François : Travailler dur pour la musique est le meilleur exemple. Le mythe de Sisyphe d’un groupe indépendant. Si nous composions un album par semaine avec pochette et clips, cela serait une belle preuve d’amour mais nous mourrions littéralement de fatigue. Quoi de plus romantique ? La frenzy scénique est ce qu’il reste de plus évocateur, la fureur de jouer, la vraie. Les ersatz du jeu de scène actuellement me font rire ; ce sont des pièces de théâtre calibrées, pré-écrites, rien de plus.

 

Nous rappelons que la pop est populaire.

Votre univers est empreint d’un certain grain de folie, d’ailleurs c’est bien ce qu’évoque un titre comme « The Potato Kingdom », d’où vient-il et que signifie-t-il ?

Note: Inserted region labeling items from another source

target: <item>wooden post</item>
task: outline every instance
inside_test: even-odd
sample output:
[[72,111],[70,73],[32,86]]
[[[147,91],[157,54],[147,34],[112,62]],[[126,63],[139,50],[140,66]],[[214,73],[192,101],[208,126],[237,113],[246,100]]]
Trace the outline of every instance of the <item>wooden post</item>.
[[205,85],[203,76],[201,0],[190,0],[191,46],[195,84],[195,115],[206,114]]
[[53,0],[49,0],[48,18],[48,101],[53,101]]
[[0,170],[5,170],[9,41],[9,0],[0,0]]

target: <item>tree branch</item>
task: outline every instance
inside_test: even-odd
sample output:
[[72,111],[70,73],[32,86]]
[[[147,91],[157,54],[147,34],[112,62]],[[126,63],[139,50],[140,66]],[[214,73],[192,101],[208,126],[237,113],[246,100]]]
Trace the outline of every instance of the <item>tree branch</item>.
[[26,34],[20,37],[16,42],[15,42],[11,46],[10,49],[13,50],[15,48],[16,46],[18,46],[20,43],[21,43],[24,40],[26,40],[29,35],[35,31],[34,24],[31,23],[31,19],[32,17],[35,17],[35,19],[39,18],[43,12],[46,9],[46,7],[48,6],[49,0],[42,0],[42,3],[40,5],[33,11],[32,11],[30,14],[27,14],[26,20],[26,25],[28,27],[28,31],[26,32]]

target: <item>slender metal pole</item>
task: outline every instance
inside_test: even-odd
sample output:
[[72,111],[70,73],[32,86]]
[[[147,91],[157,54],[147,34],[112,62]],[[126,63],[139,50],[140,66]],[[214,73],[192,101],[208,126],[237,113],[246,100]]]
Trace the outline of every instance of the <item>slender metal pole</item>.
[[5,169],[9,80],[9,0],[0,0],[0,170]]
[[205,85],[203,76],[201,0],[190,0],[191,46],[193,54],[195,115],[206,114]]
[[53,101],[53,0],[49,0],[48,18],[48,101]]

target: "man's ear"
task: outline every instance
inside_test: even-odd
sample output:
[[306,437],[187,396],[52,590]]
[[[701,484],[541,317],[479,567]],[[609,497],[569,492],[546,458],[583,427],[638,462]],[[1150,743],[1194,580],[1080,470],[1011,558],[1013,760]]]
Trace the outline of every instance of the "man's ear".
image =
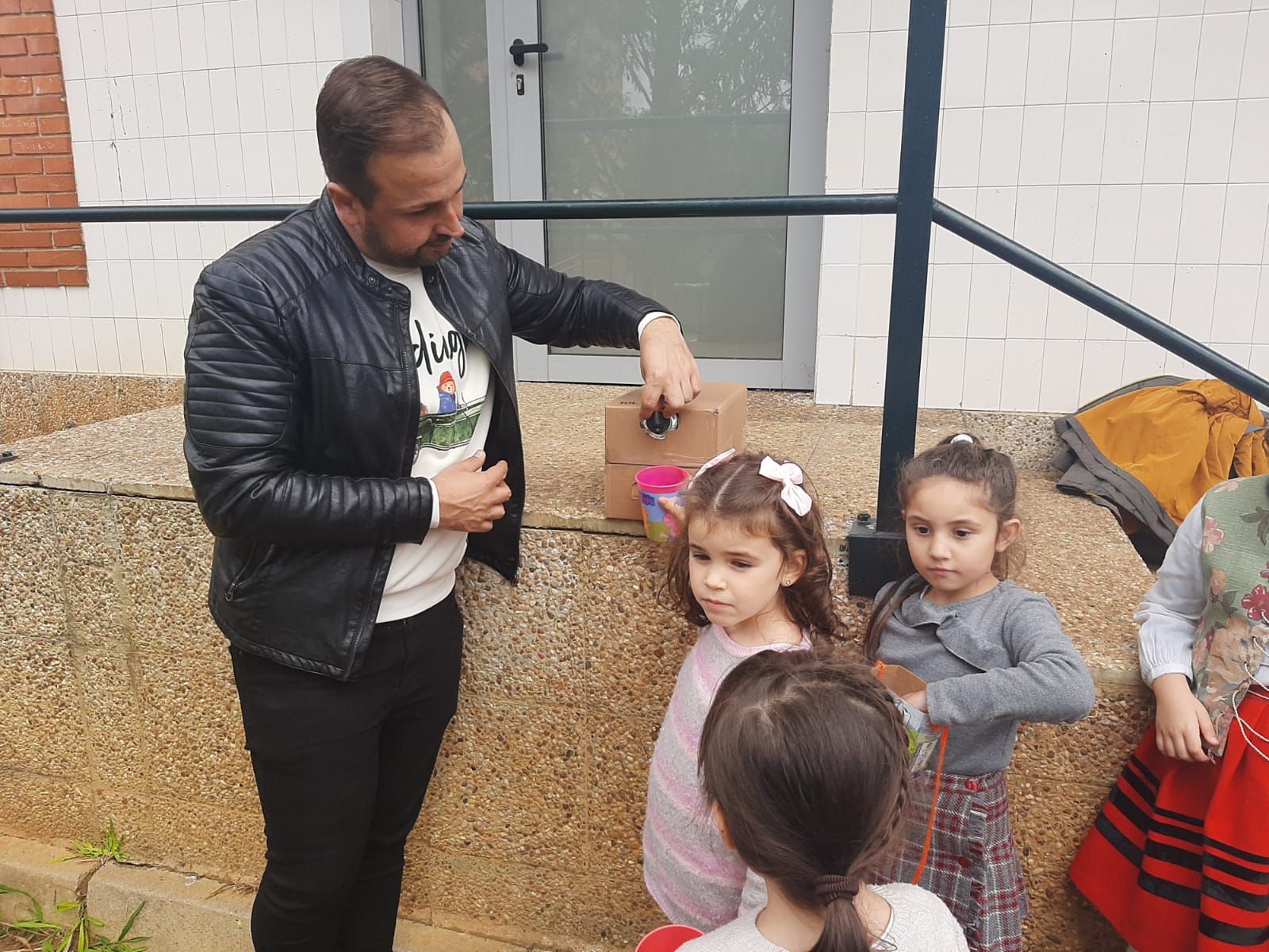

Ralph : Vraiment ? Nous pensions que toute la folie venait du monde par-delà les murs du Royaume. La plupart des gens ne savent pas avec certitude s’ils sont intramuros ou extramuros.

Diane : Tout est dit dans l’album : “Tout est rien, la vie est une patate”.

François : Nous avions un jour parlé avec Ralph du tableau de Van Gogh “ les Mangeurs de pommes de terre », qui demeure une peinture populiste, portée par un médium réservé à une certaine élite pour représenter le peuple. Je pense que cela représente bien la philosophie du Potato Kingdom avec ses travers et ses joies. Nous rappelons que la pop est populaire.

On traverse une période particulière, alors quel morceau serait selon vous, la bande originale parfaite pour raconter l’année 2020 ? 

Ralph : « Riverman » de Nick Drake. Il y a quelque chose qui hante et qui est incertain dans ce morceau. Comme si la nature conspirait, le morceau nous laisse comme à la merci d’une force inconnue. J’aime la capacité qu’a la musique à désarmer la conscience de l’égo.

Diane : La nature tente de reprendre ses droits avec violence ; les oubliés, les trop longtemps rabaissés se soulèvent. C’est une période excitante dans un sens, qui laisse entrevoir que peut-être le monde pourrait s’embellir. Mais pour ça il faut que chacun prenne ses responsabilités, change sa façon de consommer et de penser le monde, et surtout il faut que personne n’ait la mémoire courte…  Kel Tinawen – Tinariwen “The uprising will be impossible to suppress”

 François : Le choix est difficile. Je dirais « Down of the Iconoclast » de Dead Can Dance qui est un groupe que j’admire ; la chanson sonne comme un Lacrimosa, une Thrène, en la mémoire des victimes. Le recueillement est nécessaire pour apaiser les âmes des défunts.